By the time I reached Laurelhurst Park, I was stomping in the mud and ducking behind bushes to evade teetering grandmothers and listless husbands. Up until today I had a nearly flawless rap sheet as a social distance runner, but alas I was finally intercepted and thus personally besmirched by a couple of careless old gays with a floofy, unleashed mutt that rubbed Maude with a dose of their granola germs.

“She’s yours now!” said one of the men laughing. “Your dog has an Arnold Schwarzenegger neck.”

“Thank you,” I said with a hypochondriac’s hatred in my heart.

On the way home, I walked past a massive tree with five trunks shooting up like fingers into the gray sky. The fingers and the flat where they met looked like my left hand, even down to a protuberance mapping onto the lump in my wrist. I looked at the tree for a while as I listened Townes Van Zandt’s “Miss Carousel,” and watched the cherry blossoms float down from the trees around the nearby three-way intersection. This year, the petals are not pink but bone white, and it looked as if the cherry trees were brimming with little white skulls, flaking and settling facedown in heaps on the asphalt.

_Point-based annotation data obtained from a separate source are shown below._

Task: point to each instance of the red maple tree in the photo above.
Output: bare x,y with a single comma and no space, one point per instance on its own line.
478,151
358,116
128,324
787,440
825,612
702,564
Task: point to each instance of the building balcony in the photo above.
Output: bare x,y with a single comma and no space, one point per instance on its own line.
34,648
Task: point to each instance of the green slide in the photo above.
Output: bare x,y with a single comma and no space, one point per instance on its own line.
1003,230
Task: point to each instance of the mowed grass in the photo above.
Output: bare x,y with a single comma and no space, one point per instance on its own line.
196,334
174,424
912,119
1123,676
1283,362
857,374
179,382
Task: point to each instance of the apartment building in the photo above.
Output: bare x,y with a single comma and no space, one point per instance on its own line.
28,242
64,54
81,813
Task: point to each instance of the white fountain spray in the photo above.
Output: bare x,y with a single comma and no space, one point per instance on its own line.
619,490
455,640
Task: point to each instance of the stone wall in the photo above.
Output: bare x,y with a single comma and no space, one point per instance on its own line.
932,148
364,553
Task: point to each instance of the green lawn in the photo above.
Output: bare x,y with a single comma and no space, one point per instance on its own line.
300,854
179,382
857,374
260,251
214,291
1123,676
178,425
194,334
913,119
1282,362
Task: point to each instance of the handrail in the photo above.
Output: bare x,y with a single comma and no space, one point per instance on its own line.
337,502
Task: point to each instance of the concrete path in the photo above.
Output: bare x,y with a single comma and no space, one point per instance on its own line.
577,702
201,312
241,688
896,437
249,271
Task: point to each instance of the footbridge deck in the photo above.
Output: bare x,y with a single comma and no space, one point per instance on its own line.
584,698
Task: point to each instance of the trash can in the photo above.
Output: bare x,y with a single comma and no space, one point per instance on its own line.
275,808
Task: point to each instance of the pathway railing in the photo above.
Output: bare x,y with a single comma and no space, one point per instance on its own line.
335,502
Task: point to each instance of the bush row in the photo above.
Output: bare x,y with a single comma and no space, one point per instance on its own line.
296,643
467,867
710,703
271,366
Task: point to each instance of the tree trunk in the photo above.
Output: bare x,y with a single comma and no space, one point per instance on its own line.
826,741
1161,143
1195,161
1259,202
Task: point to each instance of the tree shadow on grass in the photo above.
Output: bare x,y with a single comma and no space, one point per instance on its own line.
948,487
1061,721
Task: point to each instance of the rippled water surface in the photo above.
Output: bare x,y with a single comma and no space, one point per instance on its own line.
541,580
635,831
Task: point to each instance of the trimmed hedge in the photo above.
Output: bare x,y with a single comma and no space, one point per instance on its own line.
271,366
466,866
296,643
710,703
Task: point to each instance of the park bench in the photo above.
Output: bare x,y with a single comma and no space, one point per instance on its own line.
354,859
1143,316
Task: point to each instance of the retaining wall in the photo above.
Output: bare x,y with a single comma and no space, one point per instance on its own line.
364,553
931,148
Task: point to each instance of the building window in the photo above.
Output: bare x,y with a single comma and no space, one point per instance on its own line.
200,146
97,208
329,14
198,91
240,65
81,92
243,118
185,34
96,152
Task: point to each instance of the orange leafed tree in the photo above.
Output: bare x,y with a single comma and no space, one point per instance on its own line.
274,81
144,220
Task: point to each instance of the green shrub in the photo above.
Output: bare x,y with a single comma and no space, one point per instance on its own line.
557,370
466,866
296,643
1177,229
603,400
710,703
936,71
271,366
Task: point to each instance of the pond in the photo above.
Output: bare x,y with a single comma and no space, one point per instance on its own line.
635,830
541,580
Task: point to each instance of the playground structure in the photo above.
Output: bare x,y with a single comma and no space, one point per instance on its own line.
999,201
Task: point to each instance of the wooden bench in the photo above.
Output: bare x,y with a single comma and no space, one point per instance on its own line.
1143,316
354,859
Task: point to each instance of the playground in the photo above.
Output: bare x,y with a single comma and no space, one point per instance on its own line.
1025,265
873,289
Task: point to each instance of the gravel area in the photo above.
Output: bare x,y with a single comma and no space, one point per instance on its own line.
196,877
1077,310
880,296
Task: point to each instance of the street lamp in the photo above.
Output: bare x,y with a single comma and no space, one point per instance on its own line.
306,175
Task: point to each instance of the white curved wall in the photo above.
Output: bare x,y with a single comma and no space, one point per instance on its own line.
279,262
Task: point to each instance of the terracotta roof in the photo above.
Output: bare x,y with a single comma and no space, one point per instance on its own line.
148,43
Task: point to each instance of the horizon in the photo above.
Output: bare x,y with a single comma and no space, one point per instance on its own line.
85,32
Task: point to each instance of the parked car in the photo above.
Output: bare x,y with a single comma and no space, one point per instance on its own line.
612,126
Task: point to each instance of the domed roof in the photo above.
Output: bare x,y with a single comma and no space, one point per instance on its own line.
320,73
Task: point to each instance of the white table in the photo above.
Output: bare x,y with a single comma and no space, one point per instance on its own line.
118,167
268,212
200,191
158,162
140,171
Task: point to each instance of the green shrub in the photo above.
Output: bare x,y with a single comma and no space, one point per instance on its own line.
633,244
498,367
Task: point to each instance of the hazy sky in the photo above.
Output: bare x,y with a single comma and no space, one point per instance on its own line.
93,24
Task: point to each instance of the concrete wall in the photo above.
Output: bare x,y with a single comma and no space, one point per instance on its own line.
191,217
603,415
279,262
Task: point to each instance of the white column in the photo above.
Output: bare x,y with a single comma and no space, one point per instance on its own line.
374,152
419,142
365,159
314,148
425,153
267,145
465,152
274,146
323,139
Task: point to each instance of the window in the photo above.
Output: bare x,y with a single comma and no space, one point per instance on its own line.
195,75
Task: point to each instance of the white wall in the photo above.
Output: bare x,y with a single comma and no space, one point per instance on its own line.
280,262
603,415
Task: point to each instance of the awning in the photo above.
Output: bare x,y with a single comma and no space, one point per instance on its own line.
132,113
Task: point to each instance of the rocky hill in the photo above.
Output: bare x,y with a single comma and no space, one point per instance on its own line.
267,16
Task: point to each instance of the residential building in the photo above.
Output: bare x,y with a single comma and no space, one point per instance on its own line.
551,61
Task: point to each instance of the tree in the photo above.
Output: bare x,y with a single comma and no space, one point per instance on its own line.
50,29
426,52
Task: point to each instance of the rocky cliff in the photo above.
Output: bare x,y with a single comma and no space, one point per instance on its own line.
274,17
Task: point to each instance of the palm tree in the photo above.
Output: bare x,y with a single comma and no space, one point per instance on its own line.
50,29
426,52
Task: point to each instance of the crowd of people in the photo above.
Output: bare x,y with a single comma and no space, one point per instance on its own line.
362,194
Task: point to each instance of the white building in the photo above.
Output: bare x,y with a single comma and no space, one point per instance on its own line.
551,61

When I returned to the house, Atéha and T were talking about their vocational occupations. No one used to bother Atéha at the dispensary, but now everyone is rushing in, panicked, to stock up on the cannabis products that “even you out” or induce spontaneous happiness. T wants more than to be simply left alone.

“I want people to value me for my head,” she said.

Being unemployed since well before the Coronavirus bangered the world is sort of nice, in a greatly embarrassing way, a sort of learned helplessness. My philosophy degree proved insufficient in landing me a job as a delivery driver, and I don’t think anyone needs a fresh philosophical perspective to compliment the global moaning and banging of the death knell. Now we’re all unemployed and stressed to the nines.

I have often found myself wondering if my Dad would have survived this time in history, with his spine-snapping cancer and waylaid immune system. “Thank goodness Dad is already dead” is never an entirely joyous thought, but the circumstances have their redeemable perks, such as having a plague-proof Poppa urn and an ashy slush fund to while away the apocalypse with. And a bit of surprising, shameful catharsis in times of tragedy. When you have been feeling the same, there is a delightfully selfish comfort in suddenly entering into a world that is consumed by death, scared of it, paralyzed by fear and uncertainty. The whole world wide, all at once, the usually subdued abstractions of existential annihilation are now running wild like my own poorly automated thoughts, whirring around the warehouse floor of the hive mind and slamming into one another and into the fronts of our faces. It’s sort of nice, in a fucked up way, for an obsessive-compulsive dread gremlin like myself. Not that it’s happening, but that we’re all together in our suffering for once. It’s the answer to my favorite joke, a joke that’s not too much of a joke at all.

“I don’t go to grief group because my Dad died: I go because yours didn’t.”